Jim and Cindy Novakowski of Courtice, Ont., enjoy travelling with their miniature golden doodle, Mikey, and have taken him to the United States several times.

“We’ve gone to South Carolina. We like to go in the spring and fall and take the dog with us. He has a riot down there,” Novakowski told CTV News Toronto.

Once the new regulations come into effect, it could also cost dog owners hundreds of dollars each so as well as a lot more paperwork, it’s also an added expense.

According to the Canadian Veterinary Medical Association (CVMA), the new requirements are being brought in to protect animals and people.
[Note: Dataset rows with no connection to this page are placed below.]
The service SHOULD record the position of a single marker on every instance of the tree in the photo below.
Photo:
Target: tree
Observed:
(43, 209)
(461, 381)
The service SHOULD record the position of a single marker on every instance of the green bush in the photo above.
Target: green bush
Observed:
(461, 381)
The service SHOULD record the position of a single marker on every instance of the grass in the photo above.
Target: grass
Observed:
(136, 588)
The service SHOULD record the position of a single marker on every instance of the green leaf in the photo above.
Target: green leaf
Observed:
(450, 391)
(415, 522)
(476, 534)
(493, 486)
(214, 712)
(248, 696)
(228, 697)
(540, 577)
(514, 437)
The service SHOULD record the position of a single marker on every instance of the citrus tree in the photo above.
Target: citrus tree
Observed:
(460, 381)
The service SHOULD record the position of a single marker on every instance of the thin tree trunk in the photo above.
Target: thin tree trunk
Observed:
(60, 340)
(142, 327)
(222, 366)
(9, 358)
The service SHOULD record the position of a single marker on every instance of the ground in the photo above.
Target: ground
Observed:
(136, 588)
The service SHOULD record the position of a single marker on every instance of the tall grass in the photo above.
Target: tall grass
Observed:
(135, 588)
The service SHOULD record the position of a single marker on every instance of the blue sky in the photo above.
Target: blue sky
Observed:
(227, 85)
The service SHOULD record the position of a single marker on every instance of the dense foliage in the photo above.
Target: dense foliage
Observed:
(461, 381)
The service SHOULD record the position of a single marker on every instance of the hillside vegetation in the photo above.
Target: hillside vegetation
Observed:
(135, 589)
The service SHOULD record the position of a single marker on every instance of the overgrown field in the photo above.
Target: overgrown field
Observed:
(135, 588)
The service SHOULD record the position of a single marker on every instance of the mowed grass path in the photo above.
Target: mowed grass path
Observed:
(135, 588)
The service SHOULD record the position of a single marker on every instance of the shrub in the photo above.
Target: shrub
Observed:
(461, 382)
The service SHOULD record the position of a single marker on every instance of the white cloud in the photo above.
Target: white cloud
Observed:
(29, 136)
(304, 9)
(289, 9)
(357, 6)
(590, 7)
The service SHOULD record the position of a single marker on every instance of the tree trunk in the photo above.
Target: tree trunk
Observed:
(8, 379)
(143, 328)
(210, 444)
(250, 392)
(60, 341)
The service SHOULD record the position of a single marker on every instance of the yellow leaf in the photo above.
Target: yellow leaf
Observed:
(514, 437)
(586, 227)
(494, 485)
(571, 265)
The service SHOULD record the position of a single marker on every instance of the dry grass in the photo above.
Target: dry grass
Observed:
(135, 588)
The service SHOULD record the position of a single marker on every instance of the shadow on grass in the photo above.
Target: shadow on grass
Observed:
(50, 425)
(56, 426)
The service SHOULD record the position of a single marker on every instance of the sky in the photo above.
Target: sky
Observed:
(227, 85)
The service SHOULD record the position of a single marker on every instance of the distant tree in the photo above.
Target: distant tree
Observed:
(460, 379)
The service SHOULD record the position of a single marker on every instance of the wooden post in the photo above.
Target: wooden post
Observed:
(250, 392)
“There is some concern with the movement of disease. When it comes to the movement of pets, it has been very unregulated in the past,” Dr. Maggie Brown-Bury, a veterinarian and representative of the Newfoundland and Labrador on the CVMA Council, told CTV News Toronto.

The U.S. has said they are concerned about the spread of rabies and wants to make sure all dogs have the proper vaccinations.

The Novakowskis said they’re not sure if they will go south of the border again once the new rules are in effect.

“I don’t think we are going to be going down there anymore. It’s a lot of money to spend,” Cindy Novakowski said. “We are going to stay here.”